NK101 has not been approved for clinical use in the United States. We anticipate filing our pre-IND submission with the FDA in CY 2024 and, subject to the guidance received from the FDA as part of the pre-IND process, we hope to file our Investigational New Drug application for NK101 in late CY 2024 or CY 2025. The approval of the IND application by the FDA is required before NKore may commence clinical trials in the United States. 

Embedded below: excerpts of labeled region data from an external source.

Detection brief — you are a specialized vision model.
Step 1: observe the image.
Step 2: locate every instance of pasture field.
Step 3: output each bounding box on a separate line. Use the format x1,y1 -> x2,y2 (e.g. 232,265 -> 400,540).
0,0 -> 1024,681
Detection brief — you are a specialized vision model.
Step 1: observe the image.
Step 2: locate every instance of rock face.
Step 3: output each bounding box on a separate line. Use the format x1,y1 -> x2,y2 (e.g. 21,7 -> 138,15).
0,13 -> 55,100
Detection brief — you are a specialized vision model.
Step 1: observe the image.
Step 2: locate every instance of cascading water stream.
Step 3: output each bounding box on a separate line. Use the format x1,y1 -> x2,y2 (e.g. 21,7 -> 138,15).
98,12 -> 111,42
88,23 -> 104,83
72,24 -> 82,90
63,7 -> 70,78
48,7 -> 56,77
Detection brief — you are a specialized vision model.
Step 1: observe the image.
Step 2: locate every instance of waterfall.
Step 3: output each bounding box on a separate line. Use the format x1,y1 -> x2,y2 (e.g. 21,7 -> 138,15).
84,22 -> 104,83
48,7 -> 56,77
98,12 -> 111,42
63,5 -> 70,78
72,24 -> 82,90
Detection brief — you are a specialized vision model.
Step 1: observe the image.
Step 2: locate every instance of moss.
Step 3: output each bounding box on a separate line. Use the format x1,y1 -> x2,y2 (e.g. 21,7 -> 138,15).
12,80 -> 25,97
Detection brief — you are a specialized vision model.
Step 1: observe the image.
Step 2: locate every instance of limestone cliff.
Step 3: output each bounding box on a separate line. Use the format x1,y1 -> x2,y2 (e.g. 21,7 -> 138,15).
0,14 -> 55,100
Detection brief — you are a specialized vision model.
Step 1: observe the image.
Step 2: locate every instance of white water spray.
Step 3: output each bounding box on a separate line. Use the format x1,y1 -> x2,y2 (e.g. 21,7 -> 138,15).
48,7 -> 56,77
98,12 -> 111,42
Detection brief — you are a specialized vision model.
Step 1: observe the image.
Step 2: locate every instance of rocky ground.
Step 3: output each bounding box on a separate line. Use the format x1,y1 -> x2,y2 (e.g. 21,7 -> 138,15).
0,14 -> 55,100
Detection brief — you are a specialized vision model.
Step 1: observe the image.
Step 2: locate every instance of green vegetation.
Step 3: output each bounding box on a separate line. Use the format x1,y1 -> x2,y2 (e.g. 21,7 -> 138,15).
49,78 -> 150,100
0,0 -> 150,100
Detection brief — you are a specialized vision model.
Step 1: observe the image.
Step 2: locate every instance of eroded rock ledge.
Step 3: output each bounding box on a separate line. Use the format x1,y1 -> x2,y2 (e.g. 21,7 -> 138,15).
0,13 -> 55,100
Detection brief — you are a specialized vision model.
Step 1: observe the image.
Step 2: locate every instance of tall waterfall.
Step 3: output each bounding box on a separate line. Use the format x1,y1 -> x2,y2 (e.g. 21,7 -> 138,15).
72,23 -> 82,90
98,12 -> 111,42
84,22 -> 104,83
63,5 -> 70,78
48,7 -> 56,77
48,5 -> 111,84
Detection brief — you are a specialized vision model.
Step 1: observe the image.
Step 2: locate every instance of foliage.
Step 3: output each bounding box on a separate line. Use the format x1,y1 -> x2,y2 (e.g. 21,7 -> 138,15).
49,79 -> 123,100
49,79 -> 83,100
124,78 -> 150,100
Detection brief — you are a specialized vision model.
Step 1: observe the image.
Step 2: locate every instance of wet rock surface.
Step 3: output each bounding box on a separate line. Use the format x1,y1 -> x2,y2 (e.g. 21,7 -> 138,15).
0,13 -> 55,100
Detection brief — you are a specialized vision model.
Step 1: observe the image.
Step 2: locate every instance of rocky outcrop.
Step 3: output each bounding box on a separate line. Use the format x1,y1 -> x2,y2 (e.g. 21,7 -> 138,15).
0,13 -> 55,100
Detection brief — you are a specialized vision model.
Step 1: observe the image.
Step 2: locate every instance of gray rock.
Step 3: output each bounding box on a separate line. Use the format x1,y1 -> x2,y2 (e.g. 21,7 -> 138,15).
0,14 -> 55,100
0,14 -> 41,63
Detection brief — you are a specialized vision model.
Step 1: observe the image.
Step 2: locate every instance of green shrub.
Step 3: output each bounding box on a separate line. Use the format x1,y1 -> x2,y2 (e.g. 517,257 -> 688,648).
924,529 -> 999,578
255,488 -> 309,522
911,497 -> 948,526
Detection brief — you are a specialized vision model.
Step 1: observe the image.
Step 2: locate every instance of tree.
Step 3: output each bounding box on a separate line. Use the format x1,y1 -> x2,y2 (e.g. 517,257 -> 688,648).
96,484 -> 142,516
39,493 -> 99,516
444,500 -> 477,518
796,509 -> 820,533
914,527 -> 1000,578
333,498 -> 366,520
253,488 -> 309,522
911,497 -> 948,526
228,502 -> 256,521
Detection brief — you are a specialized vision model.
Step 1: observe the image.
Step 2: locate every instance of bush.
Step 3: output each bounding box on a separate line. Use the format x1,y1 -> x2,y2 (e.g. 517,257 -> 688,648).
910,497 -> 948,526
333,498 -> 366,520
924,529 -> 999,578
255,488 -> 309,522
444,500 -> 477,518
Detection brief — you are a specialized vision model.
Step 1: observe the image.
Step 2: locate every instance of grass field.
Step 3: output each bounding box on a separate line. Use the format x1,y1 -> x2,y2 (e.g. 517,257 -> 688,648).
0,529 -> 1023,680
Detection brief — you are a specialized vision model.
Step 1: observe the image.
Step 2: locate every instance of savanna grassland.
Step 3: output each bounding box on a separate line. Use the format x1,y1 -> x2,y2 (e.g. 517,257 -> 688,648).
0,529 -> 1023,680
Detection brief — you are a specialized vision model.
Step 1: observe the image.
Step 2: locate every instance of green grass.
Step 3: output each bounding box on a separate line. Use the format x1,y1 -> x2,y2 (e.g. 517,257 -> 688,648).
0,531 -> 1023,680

Pending the ability to commence clinical trials in the U.S., we are seeking to offer NK101 as a palliative treatment option In accordance with applicable provisions of the Mexican General Health Law for patients with metastatic or unresectable cancers for which standard curative measures do not exist or are no longer effective. The therapy will be offered through Medicina Biocelular Avanzada S.A. de C.V. (Advanced Biomedicine) at its facility in Cancun, Mexico. Advanced Biomedicine, either directly or through an affiliate, operates under the following health licenses in Mexico: “Bank of Progenitor or Stem Cells” (18-TR-23-005-0005), “Regenerative Medicine” (18-TR-23-005- 0003), and “Center for the Collection of Progenitor or Stem Cells” (18-TR-23-005- 0004). Collectively, these licenses allow them to operate in the regenerative medicine sector to (1) collect and store hematopoietic cells; (2) use the cells to produce cellular products for clinical use; and (3) infuse the cells in patients (including cancer patients) in accordance with the palliative care rules in Mexico. None of the processing or clinical activities performed by Advanced Biomedicine or its affiliates in Mexico are regulated by the United States FDA.